The incident was seen by Egyptians as highly unjust, and is considered effectively to have sparked the nationalistic movement of the early 20th century. Muslim and Coptic Egyptians joined forces to enter a new phase of political life that continued until the outbreak of the Egyptian Revolution of 23 July 1952, when all the parties were abolished. Political parties were later restored in November 1976, and have remained up to the present time.
No to segregation
In 1908 Boutros Ghali Pasha, a prominent Copt, was appointed prime minister, a post he held for three years. At the same time religious sectarianism was beginning to rear its ugly head and, in response, a group of Copts led by lawyer Akhnoukh Fanous thought to establish a Coptic Party which they called the Egyptian Party. Mainstream Copts, however, objected strongly to this move which they saw as a practice in segregation, and the attempt to form a Coptic party failed.
The National Party was set up under nationalist leader Mustafa Kamel. It was the dominating current that carried the Egyptian tide against the British occupation of Egypt which had begun in 1882. Kamel delivered his address to the people—some 7,000 attended—at Zezinia Theatre in Alexandria, following which great numbers flocked to join the National Party. The first meeting of the general assembly was held in December 1907 and was attended by about 1,000 members.

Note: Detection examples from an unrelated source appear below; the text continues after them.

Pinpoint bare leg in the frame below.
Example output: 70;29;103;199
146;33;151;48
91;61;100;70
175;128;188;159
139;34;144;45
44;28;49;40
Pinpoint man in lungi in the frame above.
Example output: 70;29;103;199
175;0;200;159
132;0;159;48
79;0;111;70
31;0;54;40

The general assembly elected the Administrative Committee under the presidency of Mustafa Kamel; Wissa Wassef, another prominent Copt, was elected to this committee. The mouthpiece of the party was ++Al-Liwaa’++ newspaper.
Exchanging one master for another
The party’s ideology was based on ousting the British while remaining loyal to the Khedive and Ottoman sovereignty, which it recognised as the legal authority of Egypt. Kamel believed in the Islamic league, both religiously and politically. The Copts opposed British occupation but were not in favour of exchanging their British master for another, the Ottoman, and so, all except a handful that included Wissa Wassef and Morqos Hanna, declined to join Mustafa Kamel’s movement.

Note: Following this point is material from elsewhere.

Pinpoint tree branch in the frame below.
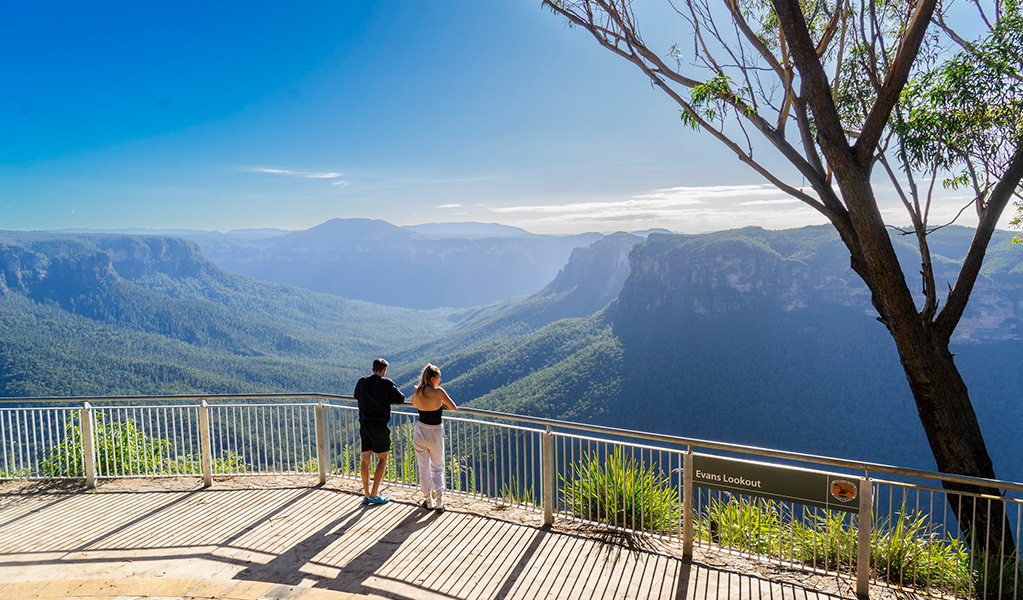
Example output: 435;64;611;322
934;138;1023;340
855;0;937;165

Most Copts did not regard Kamel as a pure patriot, and by August 1908 the Coptic members, including Wissa Wassef himself, had resigned from membership of the party. Even the most eloquent speeches of Mustafa Kamel, who was a gifted orator, would not win over the Copts. In Alexandria 1897 Kamel said: “The Muslims and the Copts form one people, tied by same traditions and customs, and cannot be, for ever, divided.” In June 1900 he said in Alexandria: “How can a patriotic man be able to call for hatred and conflict, for the Copts are our brothers who are tied with us with the most honorable relations; we have existed for centuries with them in complete agreement together.” Yet the rift between the Copts and the National Party was never repaired.
Egyptians first and foremost
Mustafa Kamel was succeeded by Mohamed Farid, who, in an attempt to gain the confidence of the Copts, met Pope Kyrillos V and Salem Sidhom Tadros, a prominent Copt. In a speech given at Alexandria on 5 August 1908 Farid said: “Put away the divisions, hatred and religious differences, and be brothers and sons of one Nation; in other words be, before every thing, Egyptians.” On Farid’s death the Pope sent a Coptic delegation to attend the funeral.
Al-Umma (the Nation) Party was established by group of intellectuals and leaders of the enlightenment movement, including Lutfi al-Sayed, Taha Hussein, Qassim Amin, Talaat Harb and Mahmoud Pasha Suleiman, who became the party chairman. Its members included the Coptic intellectuals and activists Salama Mousa, Bassili Tadros, Fakhri Abdel-Nour, Senout Bey Hanna, Andrawis Bishara, Elias Bishara and Bushra Hanna. The moderate, Al-Umma party stood for complete independence, even from the Ottoman state, together with complete state integrity which excluded Islamic religious subsidiaries. The party’s official voice was the Al-Gareeda newspaper.